Although I’ve got a PhD in physics, and took too many quantum physics classes to count, I never really liked quantum physics. I’m of course not alone in this. Quantum physicist is notorious for being unintuitive and there have been several attempts to do away with the quantum idea that the universe in inherently random, e.g. hidden variable theories.
I was always quite taken by a hidden variable theory proposed by Bohm - the pilot wave theory1. The theory posits the idea that particles have a definite position, but their dynamics are determined by a “pilot wave” that guides the particles around. This theory is deterministic and explains wave-particle duality in a straightforward way. I never had the time to look much into the merits and pitfalls of this idea, but it was thrust into my awareness again recently when I came across some experiments with “walking droplets” on YouTube “Shedding Light on Pilot Wave Phenomena”.
Very roughly, these experiments involved:
- Taking a loudspeaker and attaching to it a petri dish
- Filling the dish with silicone oil
- Playing a single tone through the loudspeaker
- Flicking the surface of the oil with a pin to create droplets
- Watching as the droplets move around and interact with each other
What’s really interesting about these fluid dynamics experiments is that they appear to produce similar behaviour as seen in quantum mechanics 🤯. This result isn’t new either - it was first observed in 2006 2.

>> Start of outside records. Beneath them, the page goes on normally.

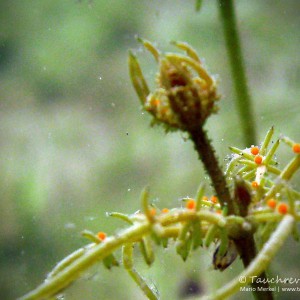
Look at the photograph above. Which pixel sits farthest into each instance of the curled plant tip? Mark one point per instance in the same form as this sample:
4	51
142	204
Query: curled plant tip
186	93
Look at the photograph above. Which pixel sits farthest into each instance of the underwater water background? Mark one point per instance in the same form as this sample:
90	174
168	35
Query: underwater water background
75	143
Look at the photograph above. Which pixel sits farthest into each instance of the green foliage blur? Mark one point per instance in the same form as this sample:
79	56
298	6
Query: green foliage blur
75	144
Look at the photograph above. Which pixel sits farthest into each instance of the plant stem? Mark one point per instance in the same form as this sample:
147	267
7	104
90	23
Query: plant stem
246	245
260	263
233	45
207	155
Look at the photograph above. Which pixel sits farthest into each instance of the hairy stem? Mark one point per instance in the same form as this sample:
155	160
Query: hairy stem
233	45
207	155
246	245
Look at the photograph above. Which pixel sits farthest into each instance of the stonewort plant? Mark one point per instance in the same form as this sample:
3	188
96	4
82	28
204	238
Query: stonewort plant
254	208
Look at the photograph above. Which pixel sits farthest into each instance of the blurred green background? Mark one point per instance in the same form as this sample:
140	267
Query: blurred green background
75	144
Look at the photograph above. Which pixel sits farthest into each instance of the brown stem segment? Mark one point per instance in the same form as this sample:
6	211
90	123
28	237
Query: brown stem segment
245	244
211	164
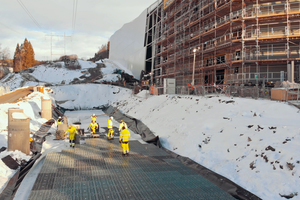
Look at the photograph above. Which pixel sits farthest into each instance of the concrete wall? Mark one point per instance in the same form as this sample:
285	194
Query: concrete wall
127	45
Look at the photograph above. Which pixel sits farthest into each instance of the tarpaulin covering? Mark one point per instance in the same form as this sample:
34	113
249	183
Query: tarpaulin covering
39	136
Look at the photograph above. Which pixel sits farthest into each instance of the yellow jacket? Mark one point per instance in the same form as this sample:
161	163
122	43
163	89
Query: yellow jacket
109	123
72	131
124	135
121	125
59	121
93	118
93	126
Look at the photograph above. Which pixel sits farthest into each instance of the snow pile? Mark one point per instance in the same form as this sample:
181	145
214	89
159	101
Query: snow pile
254	143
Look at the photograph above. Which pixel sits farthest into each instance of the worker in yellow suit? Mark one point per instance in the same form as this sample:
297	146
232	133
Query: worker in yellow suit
110	134
93	126
59	121
124	139
122	123
94	117
71	131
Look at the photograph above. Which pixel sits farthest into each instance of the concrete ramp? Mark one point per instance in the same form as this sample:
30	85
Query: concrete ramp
97	170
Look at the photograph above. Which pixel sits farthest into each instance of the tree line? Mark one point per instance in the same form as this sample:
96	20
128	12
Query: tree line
24	56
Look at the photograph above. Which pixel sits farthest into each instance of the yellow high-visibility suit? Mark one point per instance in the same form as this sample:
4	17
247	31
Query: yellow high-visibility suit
110	134
71	131
121	125
109	123
94	118
59	121
93	127
124	138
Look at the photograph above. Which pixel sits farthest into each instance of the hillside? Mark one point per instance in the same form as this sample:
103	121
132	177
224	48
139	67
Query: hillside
254	143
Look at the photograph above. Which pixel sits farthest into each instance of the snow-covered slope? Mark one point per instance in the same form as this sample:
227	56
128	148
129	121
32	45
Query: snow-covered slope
255	143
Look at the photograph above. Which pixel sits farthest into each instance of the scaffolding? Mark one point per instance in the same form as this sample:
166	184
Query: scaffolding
228	41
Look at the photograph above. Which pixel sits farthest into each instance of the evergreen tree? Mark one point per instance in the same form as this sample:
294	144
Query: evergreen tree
24	56
17	59
31	55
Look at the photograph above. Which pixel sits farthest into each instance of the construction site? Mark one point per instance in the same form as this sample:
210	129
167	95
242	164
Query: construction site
223	42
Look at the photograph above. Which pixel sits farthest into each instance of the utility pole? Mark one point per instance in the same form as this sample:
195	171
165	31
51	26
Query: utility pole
64	36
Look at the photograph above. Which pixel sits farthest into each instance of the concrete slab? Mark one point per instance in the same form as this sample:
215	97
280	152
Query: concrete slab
97	170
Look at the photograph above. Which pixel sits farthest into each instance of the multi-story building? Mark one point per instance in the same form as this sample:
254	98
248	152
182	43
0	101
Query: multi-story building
223	41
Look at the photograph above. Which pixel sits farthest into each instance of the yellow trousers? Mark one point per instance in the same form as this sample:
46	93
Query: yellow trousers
110	133
125	146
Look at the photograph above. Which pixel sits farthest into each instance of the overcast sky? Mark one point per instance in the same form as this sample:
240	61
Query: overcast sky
91	26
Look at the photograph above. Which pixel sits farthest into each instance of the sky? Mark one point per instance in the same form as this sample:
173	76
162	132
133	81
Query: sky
86	25
231	136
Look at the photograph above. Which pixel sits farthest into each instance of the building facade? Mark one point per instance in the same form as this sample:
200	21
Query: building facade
207	42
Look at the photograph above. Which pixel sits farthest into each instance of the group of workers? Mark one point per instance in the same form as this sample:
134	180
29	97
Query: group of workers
123	129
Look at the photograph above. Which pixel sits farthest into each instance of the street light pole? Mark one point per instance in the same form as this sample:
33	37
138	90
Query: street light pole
193	79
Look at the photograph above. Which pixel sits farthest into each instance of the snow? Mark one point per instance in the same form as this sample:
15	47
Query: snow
254	143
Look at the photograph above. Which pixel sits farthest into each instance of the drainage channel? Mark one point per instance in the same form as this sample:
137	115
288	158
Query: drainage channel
147	135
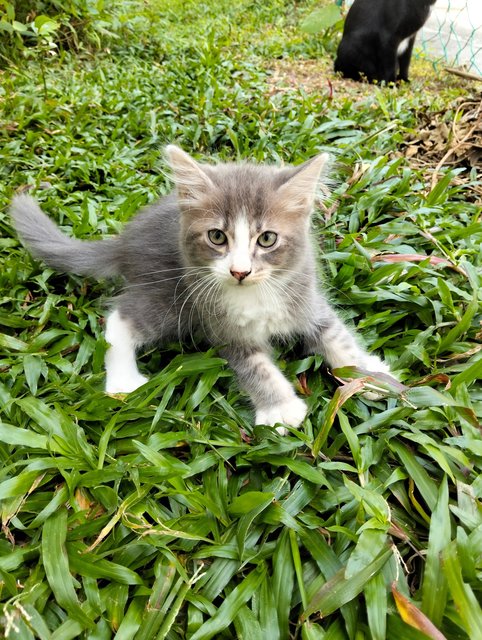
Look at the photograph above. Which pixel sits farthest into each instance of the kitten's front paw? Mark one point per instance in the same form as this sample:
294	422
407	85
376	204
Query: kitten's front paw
292	413
125	383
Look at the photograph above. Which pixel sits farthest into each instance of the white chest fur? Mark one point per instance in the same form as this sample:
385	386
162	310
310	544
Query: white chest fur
259	313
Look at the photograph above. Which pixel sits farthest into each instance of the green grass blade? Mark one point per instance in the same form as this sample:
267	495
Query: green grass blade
434	585
57	568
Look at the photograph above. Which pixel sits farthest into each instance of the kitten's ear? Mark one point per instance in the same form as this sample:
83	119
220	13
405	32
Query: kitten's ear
191	180
299	188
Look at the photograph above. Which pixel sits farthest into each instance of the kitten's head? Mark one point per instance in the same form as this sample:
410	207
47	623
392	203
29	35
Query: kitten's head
244	221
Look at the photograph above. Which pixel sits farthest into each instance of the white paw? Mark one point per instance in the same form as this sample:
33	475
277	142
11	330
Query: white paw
125	384
291	413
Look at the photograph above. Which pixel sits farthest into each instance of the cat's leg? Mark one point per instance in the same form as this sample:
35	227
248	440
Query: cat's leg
387	63
122	374
274	398
333	339
404	59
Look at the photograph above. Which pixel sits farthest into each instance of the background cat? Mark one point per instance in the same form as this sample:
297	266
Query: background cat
378	38
228	258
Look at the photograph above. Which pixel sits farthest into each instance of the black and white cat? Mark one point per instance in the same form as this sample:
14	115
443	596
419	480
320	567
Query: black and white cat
227	257
378	38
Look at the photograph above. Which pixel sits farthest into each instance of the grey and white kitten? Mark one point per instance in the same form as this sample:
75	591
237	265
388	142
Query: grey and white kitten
228	256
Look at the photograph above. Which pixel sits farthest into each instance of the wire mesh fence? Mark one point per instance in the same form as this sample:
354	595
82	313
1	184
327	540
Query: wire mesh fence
453	34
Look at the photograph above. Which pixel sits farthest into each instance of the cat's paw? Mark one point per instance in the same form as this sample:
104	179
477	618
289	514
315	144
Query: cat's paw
124	383
292	413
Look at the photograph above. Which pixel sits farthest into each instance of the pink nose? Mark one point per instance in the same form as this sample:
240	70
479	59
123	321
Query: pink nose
240	275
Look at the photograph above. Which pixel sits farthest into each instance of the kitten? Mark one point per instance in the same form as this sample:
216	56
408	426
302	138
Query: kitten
227	257
378	38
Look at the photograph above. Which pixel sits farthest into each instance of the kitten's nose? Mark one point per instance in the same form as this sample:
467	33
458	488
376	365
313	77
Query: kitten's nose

It’s not clear to me how quantum behaviour can come out of this fluid system, but what makes the fluid system complex is the interplay between the standing waves produced by the loudspeaker (which guide the droplets) and the waves produced by the bouncing droplets as they are guided around. It’s such a cool system!
I wanted to have a go at making some walking droplets (aka walkers) myself so I followed the experimental setup from the MIT group (sorry it’s behind a paywall 😞) and voila.
It is fascinating that you can sometimes create a stable configuration where orbiting droplets sit right next to pairs of oscillating ones.
By adjusting the volume on the loudspeaker you can break up existing clusters of droplets.
Sometimes, a third droplet interacts weakly with 2 droplets circulating around each other.
Sometimes, a third droplet will destroy an orbiting pair.